John F. Kennedy in 1951, during a WBUR interview in his first political campaign.

In March 1999, WBUR-FM was named “News Station of the Year” by the New England Associated Press, an award it has since received three times from both the Regional AP and the Radio and Television News Directors’ Association (RTNDA).

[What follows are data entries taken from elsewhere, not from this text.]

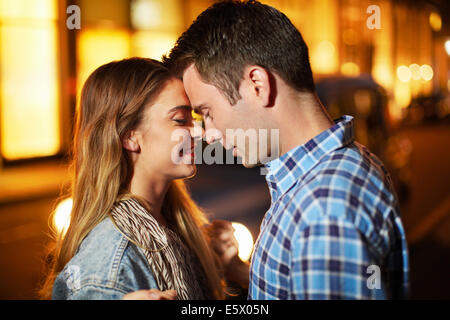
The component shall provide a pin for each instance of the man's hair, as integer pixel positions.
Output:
(231, 35)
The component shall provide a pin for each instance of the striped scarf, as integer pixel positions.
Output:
(174, 265)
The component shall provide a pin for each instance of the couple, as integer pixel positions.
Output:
(136, 233)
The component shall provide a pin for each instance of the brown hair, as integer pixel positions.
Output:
(112, 103)
(231, 35)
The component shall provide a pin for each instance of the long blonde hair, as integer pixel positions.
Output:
(112, 103)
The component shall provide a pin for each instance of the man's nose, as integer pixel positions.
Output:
(196, 130)
(212, 134)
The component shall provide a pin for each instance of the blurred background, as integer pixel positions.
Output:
(388, 66)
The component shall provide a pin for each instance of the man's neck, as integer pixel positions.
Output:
(301, 117)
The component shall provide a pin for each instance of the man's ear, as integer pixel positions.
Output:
(130, 143)
(259, 84)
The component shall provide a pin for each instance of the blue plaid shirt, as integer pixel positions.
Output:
(333, 230)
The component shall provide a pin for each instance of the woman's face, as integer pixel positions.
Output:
(164, 136)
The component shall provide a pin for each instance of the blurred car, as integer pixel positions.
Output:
(365, 100)
(432, 107)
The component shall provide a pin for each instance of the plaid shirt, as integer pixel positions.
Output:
(333, 230)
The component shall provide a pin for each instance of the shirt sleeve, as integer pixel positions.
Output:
(331, 261)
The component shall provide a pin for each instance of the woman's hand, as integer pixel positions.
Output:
(152, 294)
(223, 242)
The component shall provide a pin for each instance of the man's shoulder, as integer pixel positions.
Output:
(349, 184)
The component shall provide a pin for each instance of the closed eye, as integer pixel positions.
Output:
(180, 121)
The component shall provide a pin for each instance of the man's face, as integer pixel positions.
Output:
(219, 116)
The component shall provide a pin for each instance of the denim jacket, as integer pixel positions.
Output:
(106, 266)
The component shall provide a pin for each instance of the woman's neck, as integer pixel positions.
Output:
(153, 190)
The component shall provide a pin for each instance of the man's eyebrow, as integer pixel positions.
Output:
(182, 107)
(198, 109)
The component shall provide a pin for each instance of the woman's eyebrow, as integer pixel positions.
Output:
(198, 109)
(182, 107)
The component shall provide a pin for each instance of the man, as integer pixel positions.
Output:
(333, 230)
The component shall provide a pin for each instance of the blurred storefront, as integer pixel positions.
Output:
(403, 46)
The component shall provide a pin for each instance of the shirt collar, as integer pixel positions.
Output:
(284, 171)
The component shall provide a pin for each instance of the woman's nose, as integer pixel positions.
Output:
(197, 132)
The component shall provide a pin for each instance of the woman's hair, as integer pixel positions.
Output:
(113, 100)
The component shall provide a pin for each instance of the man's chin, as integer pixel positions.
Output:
(249, 164)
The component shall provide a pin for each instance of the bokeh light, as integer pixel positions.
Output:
(61, 218)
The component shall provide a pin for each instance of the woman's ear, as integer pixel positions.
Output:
(130, 143)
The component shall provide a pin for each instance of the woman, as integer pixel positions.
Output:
(133, 225)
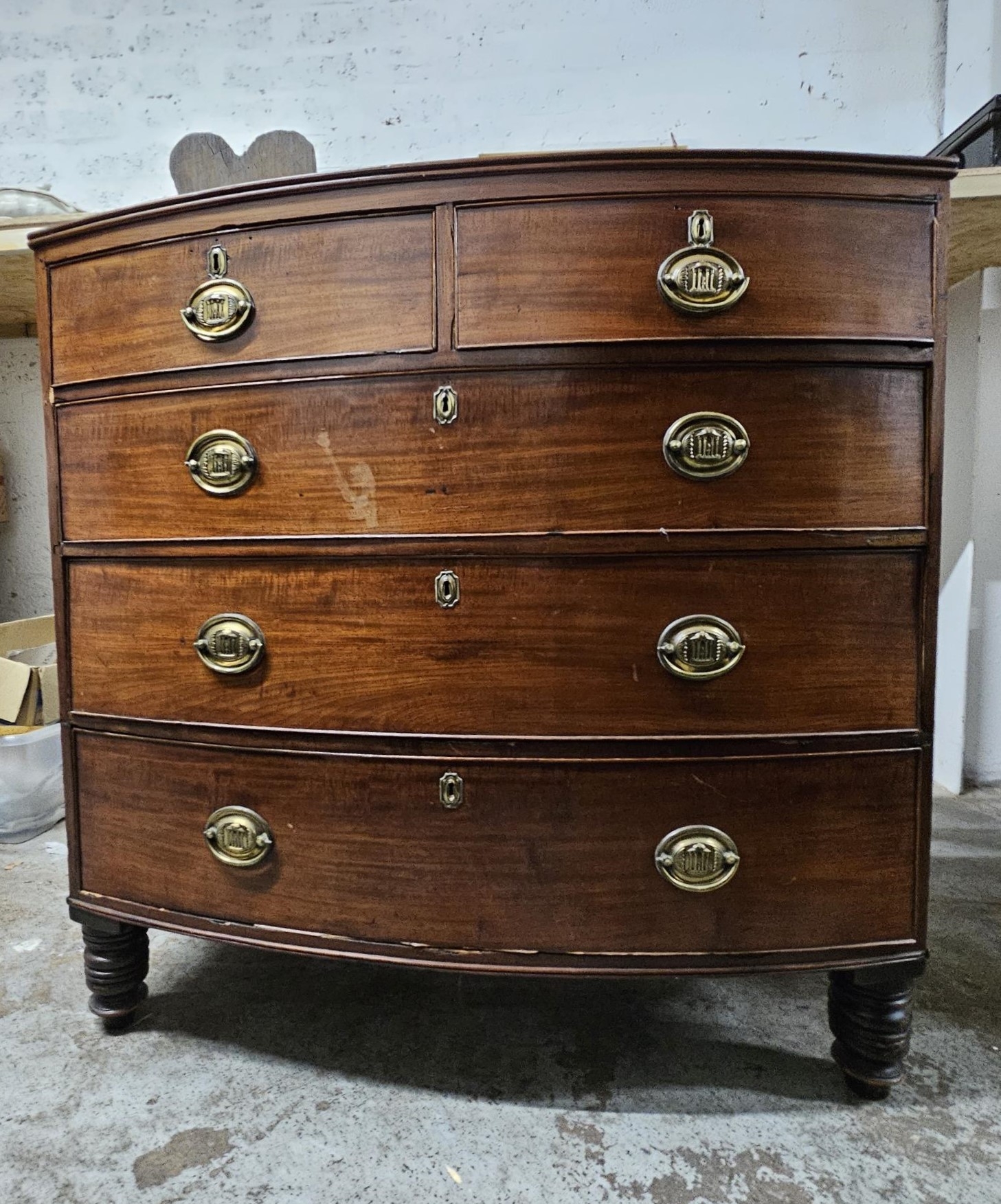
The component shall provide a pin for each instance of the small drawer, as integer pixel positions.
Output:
(513, 452)
(561, 858)
(353, 286)
(510, 646)
(588, 270)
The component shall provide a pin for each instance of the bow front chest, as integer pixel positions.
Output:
(522, 565)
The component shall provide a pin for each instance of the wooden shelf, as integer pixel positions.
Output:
(17, 275)
(975, 228)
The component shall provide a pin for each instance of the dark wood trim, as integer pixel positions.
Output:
(457, 547)
(495, 961)
(681, 353)
(910, 176)
(457, 748)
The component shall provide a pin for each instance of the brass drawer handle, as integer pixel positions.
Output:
(222, 463)
(700, 278)
(219, 307)
(700, 647)
(236, 836)
(697, 859)
(230, 643)
(705, 446)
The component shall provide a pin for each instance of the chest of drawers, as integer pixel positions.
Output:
(517, 566)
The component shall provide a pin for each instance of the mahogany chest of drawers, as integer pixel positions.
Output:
(521, 565)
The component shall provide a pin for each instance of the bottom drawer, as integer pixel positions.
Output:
(554, 856)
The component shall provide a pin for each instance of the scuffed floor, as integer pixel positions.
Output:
(268, 1078)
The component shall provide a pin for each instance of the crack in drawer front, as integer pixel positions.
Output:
(567, 647)
(534, 451)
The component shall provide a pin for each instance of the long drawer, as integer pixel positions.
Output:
(522, 452)
(581, 270)
(537, 856)
(322, 288)
(506, 646)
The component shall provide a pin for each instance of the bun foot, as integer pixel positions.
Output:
(116, 960)
(870, 1016)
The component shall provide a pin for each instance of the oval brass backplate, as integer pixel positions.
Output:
(236, 836)
(699, 647)
(218, 310)
(697, 859)
(705, 446)
(700, 278)
(222, 463)
(230, 643)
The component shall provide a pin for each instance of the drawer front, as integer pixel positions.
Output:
(537, 856)
(516, 646)
(526, 452)
(587, 270)
(332, 288)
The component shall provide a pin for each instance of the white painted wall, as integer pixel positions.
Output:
(95, 93)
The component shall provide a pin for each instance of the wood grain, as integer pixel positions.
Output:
(537, 858)
(530, 452)
(328, 288)
(534, 647)
(581, 270)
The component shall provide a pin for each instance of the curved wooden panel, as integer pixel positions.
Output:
(535, 648)
(529, 452)
(540, 856)
(328, 288)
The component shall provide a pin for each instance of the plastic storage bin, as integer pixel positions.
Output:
(30, 783)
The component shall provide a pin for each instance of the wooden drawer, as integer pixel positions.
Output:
(539, 856)
(585, 270)
(529, 452)
(323, 288)
(534, 647)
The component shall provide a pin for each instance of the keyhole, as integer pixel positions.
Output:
(218, 260)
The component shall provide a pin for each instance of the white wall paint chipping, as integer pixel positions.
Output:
(25, 582)
(95, 92)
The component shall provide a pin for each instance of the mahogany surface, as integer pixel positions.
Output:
(529, 286)
(534, 647)
(532, 452)
(551, 858)
(574, 271)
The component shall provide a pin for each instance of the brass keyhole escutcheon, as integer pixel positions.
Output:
(697, 859)
(222, 463)
(451, 790)
(221, 307)
(700, 278)
(705, 446)
(447, 589)
(236, 836)
(699, 647)
(446, 405)
(230, 643)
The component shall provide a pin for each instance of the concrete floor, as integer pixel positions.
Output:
(267, 1078)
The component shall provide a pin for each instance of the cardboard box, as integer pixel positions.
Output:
(29, 690)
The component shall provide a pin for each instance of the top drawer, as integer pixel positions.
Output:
(342, 287)
(587, 270)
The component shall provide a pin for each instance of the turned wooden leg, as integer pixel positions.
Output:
(870, 1016)
(116, 959)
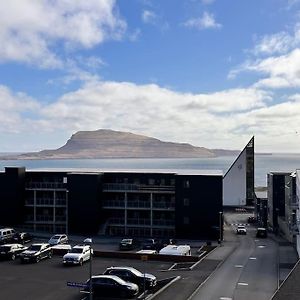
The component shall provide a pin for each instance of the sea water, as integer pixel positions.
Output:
(263, 164)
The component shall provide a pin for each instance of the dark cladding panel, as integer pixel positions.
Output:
(12, 188)
(84, 203)
(198, 206)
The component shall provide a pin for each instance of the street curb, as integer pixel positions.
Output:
(163, 288)
(212, 273)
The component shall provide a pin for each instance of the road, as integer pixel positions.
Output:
(250, 272)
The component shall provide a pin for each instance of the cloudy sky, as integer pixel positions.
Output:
(207, 72)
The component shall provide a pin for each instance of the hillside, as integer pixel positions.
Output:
(116, 144)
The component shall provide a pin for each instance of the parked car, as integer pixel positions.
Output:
(6, 235)
(133, 275)
(129, 244)
(241, 229)
(150, 244)
(111, 286)
(165, 242)
(11, 251)
(77, 255)
(36, 252)
(261, 232)
(58, 239)
(22, 237)
(251, 219)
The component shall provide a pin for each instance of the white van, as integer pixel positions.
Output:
(6, 235)
(182, 250)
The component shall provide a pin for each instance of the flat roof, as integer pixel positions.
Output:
(139, 171)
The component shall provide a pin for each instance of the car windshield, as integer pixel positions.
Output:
(35, 247)
(126, 241)
(4, 248)
(76, 250)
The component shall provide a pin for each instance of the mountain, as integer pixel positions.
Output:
(105, 143)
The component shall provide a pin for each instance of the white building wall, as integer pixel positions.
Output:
(298, 210)
(234, 183)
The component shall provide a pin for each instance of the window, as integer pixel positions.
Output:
(186, 183)
(186, 202)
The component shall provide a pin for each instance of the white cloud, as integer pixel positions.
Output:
(283, 71)
(29, 30)
(206, 21)
(278, 43)
(207, 2)
(149, 17)
(222, 119)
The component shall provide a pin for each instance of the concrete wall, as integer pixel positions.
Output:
(234, 183)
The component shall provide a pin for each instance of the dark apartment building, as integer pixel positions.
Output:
(183, 204)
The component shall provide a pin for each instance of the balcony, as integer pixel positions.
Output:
(163, 205)
(138, 222)
(45, 219)
(138, 204)
(112, 187)
(45, 185)
(113, 204)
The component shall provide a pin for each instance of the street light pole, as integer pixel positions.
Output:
(221, 226)
(89, 241)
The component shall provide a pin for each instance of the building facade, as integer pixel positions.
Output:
(123, 203)
(238, 182)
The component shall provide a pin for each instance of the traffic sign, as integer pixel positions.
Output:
(77, 284)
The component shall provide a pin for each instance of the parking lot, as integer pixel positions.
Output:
(48, 278)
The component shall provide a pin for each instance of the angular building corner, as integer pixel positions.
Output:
(238, 182)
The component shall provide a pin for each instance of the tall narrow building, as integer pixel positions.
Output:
(238, 182)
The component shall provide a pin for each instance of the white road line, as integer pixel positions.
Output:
(242, 283)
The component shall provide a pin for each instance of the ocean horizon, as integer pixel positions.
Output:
(263, 164)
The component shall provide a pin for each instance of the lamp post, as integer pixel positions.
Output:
(221, 226)
(89, 242)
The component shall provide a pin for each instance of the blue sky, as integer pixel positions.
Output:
(208, 72)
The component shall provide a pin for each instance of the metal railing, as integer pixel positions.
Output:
(45, 185)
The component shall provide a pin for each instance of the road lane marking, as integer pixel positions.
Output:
(242, 283)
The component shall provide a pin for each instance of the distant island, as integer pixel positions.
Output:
(105, 143)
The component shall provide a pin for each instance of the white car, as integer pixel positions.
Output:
(241, 229)
(77, 255)
(58, 239)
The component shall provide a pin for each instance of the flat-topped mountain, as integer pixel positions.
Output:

Today, WBUR broadcasts with an effective radiated power of 40,000 watts and the station has continued to grow substantially in size and stature. Two daily programs are broadcast live from our Boston studios and distributed nationwide on NPR member stations: “On Point,” hosted by Tom Ashbrook (10 a.m. to 12 noon, Monday through Friday; rebroadcast 7 to 9 p.m.), and “Here & Now,” hosted by Robin Young (12 noon to 1 p.m., Monday through Friday). In addition to these award-winning programs are three others broadcast from WBUR studios on a weekly basis: the fêted “Car Talk,” with “Tappet Brothers” Tom and Ray Magliozzi, “Only A Game,” hosted by Bill Littlefield and “Radio Boston” with hosts Jane Clayson and David Boeri. “Car Talk,” distributed by NPR, is heard on more than 350 stations nationwide and is one of NPR’s most popular offerings. NPR assumed national distribution of “Only a Game” in 1997 and of “On Point” in 2004. Public Radio International began distributing “Here & Now” in 2005 to NPR affiliates nationwide. “Radio Boston” devotes an hour each week to one topic of significance to the residents of greater Boston.

Acclaim for wbur.org

Over the past decade, WBUR has garnered dozens of prestigious awards both for its news coverage and its Web site, wbur.org. This includes recognition from RTNDA, CPB, Public Radio News Directors, the Public Radio Program Directors Incorporated (PRNDI), the Massachusetts Broadcasters’ Association, Ohio State University, Columbia University, the American Bar Association, the American Medical Association and many other professional and academic organizations. Recently, these awards have included numerous first-place PRNDI and AP awards in 2007, a first-place PRNDI award and three national Edward R. Murrow Awards in 2006, the Regional AP award for “News Station of the Year” in 2005 and 2004, and RTNDA awards for “Overall Excellence,” “Feature Reporting,” and “Regional Broadcast-Affiliated Website Winner” in 2005. Most recently, in 2008, WBUR was honored with an AAAS Science Journalism Award for the Inside Out documentary “Meltdown,” as well as the CPB “My Source Community Impact Award for Engagement” for WBUR’s coverage of the new Massachusetts health care reform law. RTNDA has named wbur.org “Regional Broadcast-Affiliated Website Winner” for several consecutive years.

WBUR management

WBUR Public Radio is managed by Paul A. La Camera, a veteran of broadcast journalism, who became General Manager in October 2005. Sam Fleming heads News and Programming, Jeff Hutton directs the station’s corps of engineers. Corey Lewis is Station Manager, and Jean Wong is Director of Finance.